Why is Compression Necessary?

There are several key reasons why data compression is essential:

• Storage Efficiency: Smaller files require less storage space on hard drives, SSDs, and other storage media.
• Bandwidth Reduction: Compressing data before transmission over networks (like the internet) reduces the amount of data that needs to be sent, leading to faster transfer speeds and lower network costs.
• Faster Processing: Smaller data sizes can lead to faster processing times, especially when dealing with large datasets.
• Reduced Energy Consumption: Less data transmission translates to lower energy consumption for devices.

Types of Compression

Data compression can be broadly classified into two main types:

1. Lossless Compression: This method reduces file size without losing any information. The original data can be perfectly reconstructed from the compressed data.
2. Lossy Compression: This method achieves higher compression ratios by discarding some of the data. The reconstructed data is not identical to the original, but the loss is often imperceptible, especially for multimedia data.

Examples of Compression Techniques

Lossless Compression Techniques

These techniques are commonly used for text files, program code, and other data where accuracy is paramount.

Technique	Description	Example
Run-Length Encoding (RLE)	Replaces consecutive occurrences of the same character with a single instance of the character and the number of repetitions.	Images with large areas of the same color.
Huffman Coding	Assigns shorter codes to more frequent characters and longer codes to less frequent characters.	ZIP archives, image formats like PNG.
Lempel-Ziv (LZ77, LZ78)	Uses a dictionary to represent repeated sequences of data.	ZIP archives, GZIP.

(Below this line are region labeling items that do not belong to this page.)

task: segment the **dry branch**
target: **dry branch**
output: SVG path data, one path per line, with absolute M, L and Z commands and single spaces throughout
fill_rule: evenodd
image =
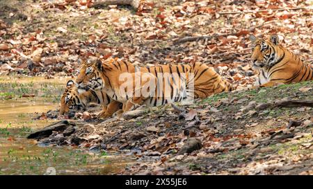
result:
M 250 32 L 252 32 L 255 30 L 255 28 L 260 28 L 264 25 L 268 24 L 270 23 L 273 22 L 274 21 L 265 21 L 263 24 L 252 27 L 250 29 L 248 29 L 248 31 Z M 220 35 L 218 35 L 218 34 L 214 34 L 212 35 L 202 35 L 202 36 L 195 36 L 195 37 L 183 37 L 182 39 L 177 39 L 176 40 L 174 40 L 174 44 L 182 44 L 182 43 L 185 43 L 185 42 L 195 42 L 195 41 L 199 41 L 199 40 L 202 40 L 202 39 L 207 39 L 207 40 L 211 40 L 213 38 L 216 38 L 216 39 L 218 39 L 218 37 L 227 37 L 229 35 L 236 35 L 238 34 L 238 33 L 226 33 L 226 34 L 220 34 Z
M 296 7 L 296 8 L 277 8 L 277 9 L 270 9 L 270 10 L 250 10 L 250 11 L 237 11 L 237 12 L 218 12 L 218 15 L 235 15 L 235 14 L 247 14 L 247 13 L 257 13 L 262 12 L 268 12 L 269 10 L 272 11 L 284 11 L 290 10 L 300 10 L 300 9 L 307 9 L 307 7 Z
M 172 106 L 172 107 L 174 109 L 175 109 L 178 112 L 186 113 L 187 111 L 187 110 L 184 109 L 184 108 L 180 108 L 180 107 L 177 107 L 177 105 L 174 105 L 173 103 L 171 103 L 170 105 Z
M 99 7 L 101 6 L 131 6 L 137 10 L 140 5 L 140 0 L 100 0 L 95 2 L 91 7 Z
M 313 107 L 313 100 L 282 100 L 274 102 L 275 107 Z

Lossy Compression Techniques

These techniques are used for multimedia data (images, audio, video) where some data loss is acceptable in exchange for significant compression.

Technique	Description	Example
Discrete Cosine Transform (DCT)	Transforms data into frequency components, allowing for the discarding of high-frequency components (which are often less noticeable).	JPEG image format.
Wavelet Transform	Similar to DCT, but provides better performance for images with sharp edges.	JPEG 2000 image format.
MP3, AAC (Audio)	Removes audio frequencies that are masked by louder sounds.	MP3, AAC audio formats.
MPEG, H.264, H.265 (Video)	Exploits temporal redundancy (similarity between frames) and spatial redundancy (similarity within a frame) to reduce video data size.	MP4, AVI, MKV video formats.

Compression Ratio

The compression ratio is a measure of how much a file is reduced in size after compression. It is calculated as:

$$ \text{Compression Ratio} = \frac{\text{Original File Size}}{\text{Compressed File Size}} $$

A higher compression ratio indicates better compression.

Trade-offs

It's important to note that compression involves trade-offs. Lossless compression preserves data integrity but typically achieves lower compression ratios. Lossy compression achieves higher compression ratios but introduces data loss. The choice of compression technique depends on the specific application and the acceptable level of data loss.